Eurydice reports on closure and reopening of schools and education institutions across Europe

20 April 2020

The COVID 19 outbreak is a public health crisis quite different than anything Europe has faced for many years. As education personnel and their trade unions grapple with the outbreak, we are supporting and informing member organisations in any way we can.

The Eurydice research network published an article on 20 April 2020 presenting data on the closure schools and other education institutions at various levels of education. The findings show that that higher education institutions in much of Europe are closed until further notice. The closure of schools in many countries is until early or mid-May, or until further notice, with some countries prioritising reopening for students in exam years. Early childhood education and care is the only level of education in Europe where many countries have allowed institutions to stay open or reopen already.

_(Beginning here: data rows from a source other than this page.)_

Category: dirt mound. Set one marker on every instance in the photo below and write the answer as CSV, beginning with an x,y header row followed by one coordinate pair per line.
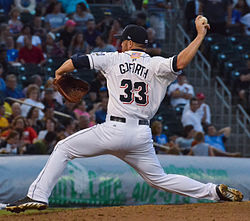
x,y
190,212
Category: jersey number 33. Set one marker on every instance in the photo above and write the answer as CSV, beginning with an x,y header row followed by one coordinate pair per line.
x,y
137,92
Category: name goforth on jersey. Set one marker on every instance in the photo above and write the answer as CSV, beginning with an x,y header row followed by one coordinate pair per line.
x,y
136,82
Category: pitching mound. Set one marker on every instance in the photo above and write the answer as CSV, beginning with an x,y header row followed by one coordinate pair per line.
x,y
191,212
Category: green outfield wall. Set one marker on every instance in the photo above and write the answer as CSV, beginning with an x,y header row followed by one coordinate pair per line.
x,y
106,180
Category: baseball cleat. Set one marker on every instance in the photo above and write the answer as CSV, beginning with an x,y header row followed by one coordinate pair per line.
x,y
24,204
228,194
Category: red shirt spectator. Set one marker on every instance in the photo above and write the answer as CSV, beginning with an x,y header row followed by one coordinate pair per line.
x,y
30,53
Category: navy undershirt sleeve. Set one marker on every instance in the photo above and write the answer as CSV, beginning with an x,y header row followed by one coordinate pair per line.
x,y
174,64
80,61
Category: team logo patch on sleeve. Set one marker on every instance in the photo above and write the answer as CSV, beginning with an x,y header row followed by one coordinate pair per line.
x,y
135,55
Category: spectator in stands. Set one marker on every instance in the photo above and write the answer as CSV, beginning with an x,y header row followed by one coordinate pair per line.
x,y
81,16
4,33
91,33
14,24
104,26
10,144
12,52
33,95
141,20
239,10
102,46
49,101
32,119
38,29
203,111
16,111
204,149
4,123
84,122
27,6
216,138
156,11
242,88
70,126
157,135
49,113
2,82
56,19
218,13
34,79
191,117
81,109
67,34
96,84
185,142
3,57
180,92
116,29
56,95
245,20
28,31
153,48
70,5
30,54
68,108
52,48
102,112
50,126
27,133
78,44
12,89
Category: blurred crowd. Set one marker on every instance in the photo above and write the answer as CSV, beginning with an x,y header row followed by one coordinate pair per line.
x,y
34,116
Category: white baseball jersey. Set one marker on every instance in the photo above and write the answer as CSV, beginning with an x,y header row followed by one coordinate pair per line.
x,y
137,83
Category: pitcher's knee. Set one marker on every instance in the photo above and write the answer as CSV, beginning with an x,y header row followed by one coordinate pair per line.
x,y
63,147
157,182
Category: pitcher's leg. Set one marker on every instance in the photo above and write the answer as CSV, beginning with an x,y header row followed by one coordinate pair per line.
x,y
41,188
79,144
148,166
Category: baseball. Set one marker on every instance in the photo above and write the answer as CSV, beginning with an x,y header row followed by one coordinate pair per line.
x,y
204,20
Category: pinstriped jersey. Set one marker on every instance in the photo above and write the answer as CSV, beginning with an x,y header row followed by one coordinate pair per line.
x,y
136,82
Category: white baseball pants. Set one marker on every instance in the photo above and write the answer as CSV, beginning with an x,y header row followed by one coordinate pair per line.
x,y
128,141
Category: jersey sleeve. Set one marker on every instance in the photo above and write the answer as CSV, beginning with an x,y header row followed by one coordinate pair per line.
x,y
102,61
166,68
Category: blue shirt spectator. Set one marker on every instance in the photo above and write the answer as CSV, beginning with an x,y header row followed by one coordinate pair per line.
x,y
12,55
217,138
90,34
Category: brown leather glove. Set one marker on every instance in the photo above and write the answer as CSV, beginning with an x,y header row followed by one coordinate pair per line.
x,y
71,88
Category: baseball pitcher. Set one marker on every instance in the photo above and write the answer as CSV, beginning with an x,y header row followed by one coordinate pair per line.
x,y
137,84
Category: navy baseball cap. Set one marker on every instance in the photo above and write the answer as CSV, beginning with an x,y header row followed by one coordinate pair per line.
x,y
135,33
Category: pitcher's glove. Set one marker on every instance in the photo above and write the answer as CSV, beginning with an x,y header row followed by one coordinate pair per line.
x,y
71,88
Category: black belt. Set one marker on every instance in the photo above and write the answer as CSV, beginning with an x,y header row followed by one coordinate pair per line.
x,y
123,120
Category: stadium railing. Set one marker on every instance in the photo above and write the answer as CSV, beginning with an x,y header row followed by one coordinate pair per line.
x,y
242,129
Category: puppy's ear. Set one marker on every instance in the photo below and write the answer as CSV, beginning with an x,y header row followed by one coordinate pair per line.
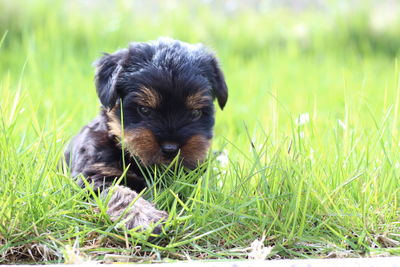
x,y
220,89
107,70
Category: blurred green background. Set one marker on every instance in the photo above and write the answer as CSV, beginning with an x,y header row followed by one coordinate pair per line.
x,y
307,56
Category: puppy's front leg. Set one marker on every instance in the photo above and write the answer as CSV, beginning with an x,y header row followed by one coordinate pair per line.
x,y
140,214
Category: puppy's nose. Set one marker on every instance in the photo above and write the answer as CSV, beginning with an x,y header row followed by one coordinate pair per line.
x,y
169,149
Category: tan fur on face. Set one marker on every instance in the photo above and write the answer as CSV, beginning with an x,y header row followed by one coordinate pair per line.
x,y
195,150
139,142
147,97
198,100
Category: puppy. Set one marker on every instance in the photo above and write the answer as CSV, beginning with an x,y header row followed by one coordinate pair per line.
x,y
157,103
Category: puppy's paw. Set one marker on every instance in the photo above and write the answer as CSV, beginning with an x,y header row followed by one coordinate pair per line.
x,y
141,214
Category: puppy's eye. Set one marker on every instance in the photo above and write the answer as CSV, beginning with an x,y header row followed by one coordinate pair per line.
x,y
196,114
144,111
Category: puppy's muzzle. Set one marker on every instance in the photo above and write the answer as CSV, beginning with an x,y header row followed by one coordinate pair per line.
x,y
169,149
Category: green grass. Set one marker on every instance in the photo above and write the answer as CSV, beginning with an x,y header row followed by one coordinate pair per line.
x,y
325,187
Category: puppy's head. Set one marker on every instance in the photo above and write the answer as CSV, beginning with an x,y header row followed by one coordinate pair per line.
x,y
161,93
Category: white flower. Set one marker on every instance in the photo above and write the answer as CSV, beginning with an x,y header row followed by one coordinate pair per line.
x,y
258,251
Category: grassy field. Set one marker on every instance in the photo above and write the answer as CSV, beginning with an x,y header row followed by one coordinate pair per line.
x,y
306,161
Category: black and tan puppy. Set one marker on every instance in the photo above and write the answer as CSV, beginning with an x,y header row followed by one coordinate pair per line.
x,y
157,102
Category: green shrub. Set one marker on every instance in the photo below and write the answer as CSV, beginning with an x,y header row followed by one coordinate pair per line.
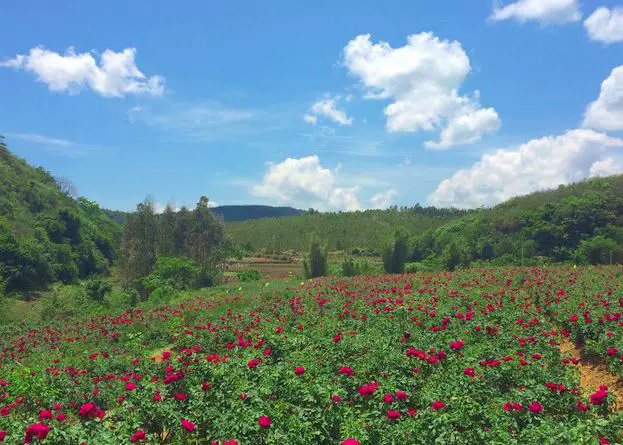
x,y
418,267
598,250
395,256
178,273
249,275
97,289
316,265
364,266
348,268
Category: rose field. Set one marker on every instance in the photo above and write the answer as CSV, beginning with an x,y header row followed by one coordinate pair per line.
x,y
493,356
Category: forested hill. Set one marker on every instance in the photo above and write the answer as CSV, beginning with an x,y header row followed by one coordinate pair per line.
x,y
581,222
342,231
230,213
45,234
245,212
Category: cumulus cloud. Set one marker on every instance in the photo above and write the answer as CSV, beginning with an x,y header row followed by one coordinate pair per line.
x,y
116,75
536,165
311,119
305,182
40,139
327,108
606,167
606,113
605,25
547,12
383,200
422,79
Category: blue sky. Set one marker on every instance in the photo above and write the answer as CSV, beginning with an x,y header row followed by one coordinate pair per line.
x,y
335,105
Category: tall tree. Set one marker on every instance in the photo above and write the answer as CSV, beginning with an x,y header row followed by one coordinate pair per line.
x,y
139,246
166,230
207,240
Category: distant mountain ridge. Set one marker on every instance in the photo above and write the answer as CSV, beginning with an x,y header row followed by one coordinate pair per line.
x,y
245,212
229,213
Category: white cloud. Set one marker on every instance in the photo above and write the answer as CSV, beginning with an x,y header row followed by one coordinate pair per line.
x,y
115,76
383,200
328,108
606,167
422,79
204,121
605,25
311,119
606,113
467,128
536,165
40,139
547,12
305,183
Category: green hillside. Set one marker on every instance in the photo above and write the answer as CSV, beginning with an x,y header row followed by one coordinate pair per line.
x,y
581,222
343,231
46,235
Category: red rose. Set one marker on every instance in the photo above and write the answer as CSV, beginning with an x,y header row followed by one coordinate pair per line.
x,y
138,436
535,407
188,425
264,421
346,371
392,414
37,430
438,405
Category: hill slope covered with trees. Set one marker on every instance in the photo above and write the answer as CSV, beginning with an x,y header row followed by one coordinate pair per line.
x,y
341,231
581,222
45,234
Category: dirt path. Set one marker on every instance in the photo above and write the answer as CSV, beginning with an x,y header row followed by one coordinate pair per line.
x,y
593,374
156,356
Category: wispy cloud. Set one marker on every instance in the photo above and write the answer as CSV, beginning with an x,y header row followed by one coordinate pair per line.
x,y
207,120
358,143
40,139
63,147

Some country specific cases within the article include:

  • Germany and Switzerland: Variation in school closures across the country.
  • Luxembourg: upper secondary schools (ISCED 3) will open on 4 May for students in their final year.
  • Austria: upper secondary schools will open on 4 May 2020 for students in the last school year who need to take the national exam (Matura).
  • Czechia: Tertiary education institutions may operate from 20 April 2020 only for individual consultations and examinations.
  • Norway: Higher education institutions are opening from 27 April 2020 for students that are in the end of their degree studies, and who are dependent upon using equipment at the university.

ETUCE recalls that authorities developing exit strategies for educational institutions must consult with trade unions and prioritise the health and safety of students, education personnel and the wider community. ETUCE’s statement on COVID-19 highlights that the physical and mental wellbeing and health of workers cannot be neglected, and that health and safety measures implemented in the workplace must be designed following the recommendations of health and safety authorities and experts. Furthermore, in no way should education personnel at any levels of education, from early childhood to primary, secondary, higher education and research, vocational education and training and adult learning suffer economic or professional detriment for the disruptions caused by the COVID-19 emergency.